David Hartley (bass), Robbie Bennett (keyboards), Charlie Hall (drums), Jon Natchez (saxophone, keyboards) and Anthony LaMarca (guitar) are, on record, as tight as Bon Scott’s denims, so the challenge was to replicate and go next level jam in the live space. They tried, but the choppy, at-times-sloppy and volume-retarded mix sadly wasn’t on their side. First it was the Granduciel vocal mixed low and slow that had this scribe wonder if his god awful swimmer’s ear had returned. Then it was Natchez’s sax that copped a bad rap. No matter how hard the big man blew on that brass it was all to no avail and you could get a sense that he knew that.
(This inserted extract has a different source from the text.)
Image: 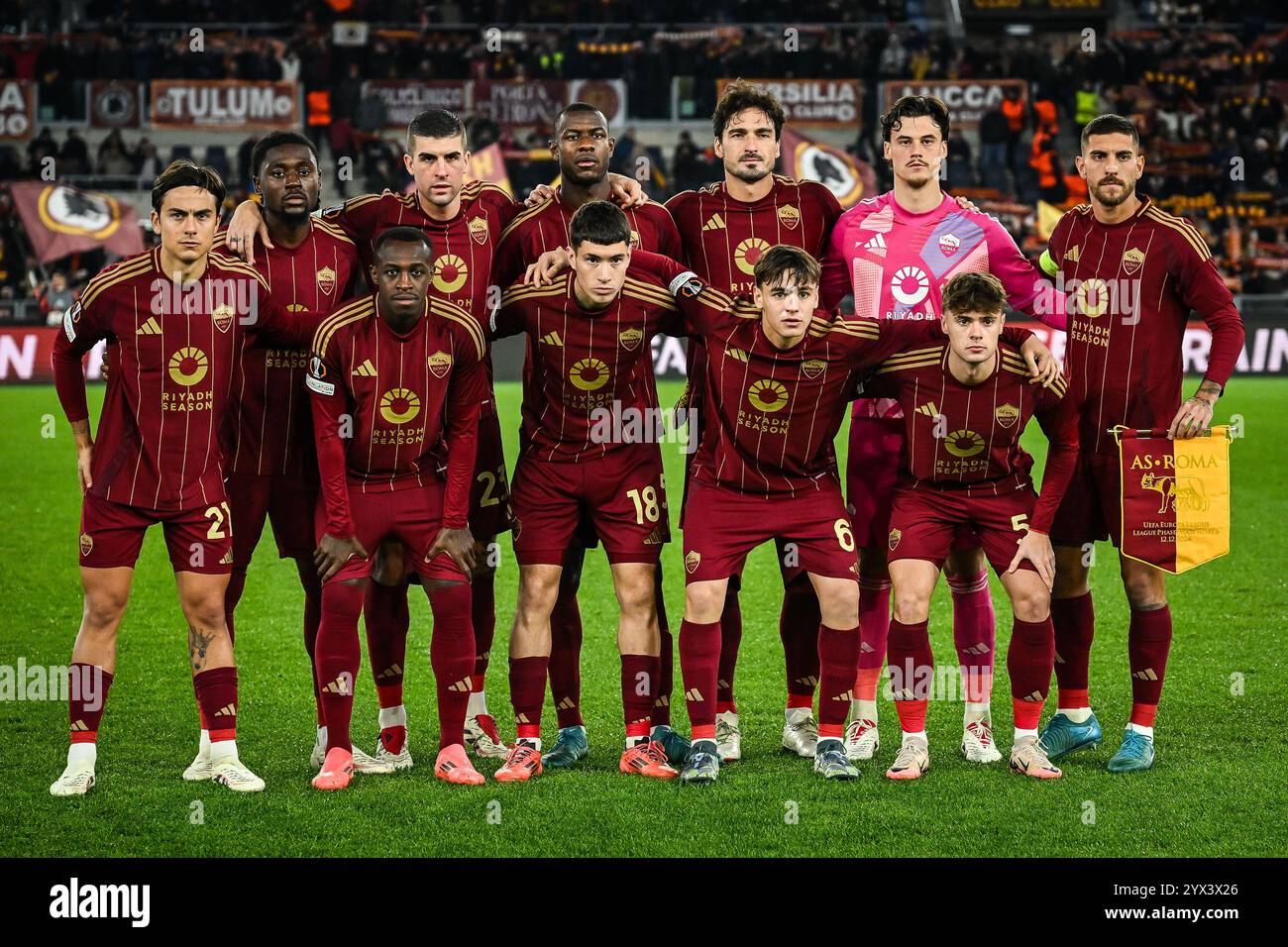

Drummer Charlie Hall was like a drumming monkey wind-up toy as he kept mechanical time and the same moustachio’d pout, but the sticksman was crystal clear to the ear. It seemed like the Hall and Granduciel show for the most part, though, as the other lads struggled to have their instruments heard during a set dominated by tracks by their two most recent cuts, plus ‘Buenos Aires Beach’ from 2008 debut Wagonwheel Blues. Nobody can question the output of The War on Drugs on record but live there is a dynamics issue with the sextet that you don’t get with the more complex and multidimensional bands like Wilco, the Bad Seeds and My Morning Jacket.
It almost seems that the individual members of WOD are so intrinsically focused on their own playing that the collective good of the ‘band’ is neglected. This is of course just an observation based on this evening. There is less of a story unfolding on stage and more a silo-effect while camaraderie seems distant tonight, too. That’s not to say that The War on Drugs don’t have stupendous songs, because shit yes they do – they’re predominantly linear in a musical sense with drum patterns on repeat and the lead guitar forever lends itself to extensive noodling and jams – this is the band’s legacy. Their sound is immediate, melodic and as catchy as pinkeye, but more variation, spontaneity and an emphasis on the sum of its parts would have had this reviewer doing backflips.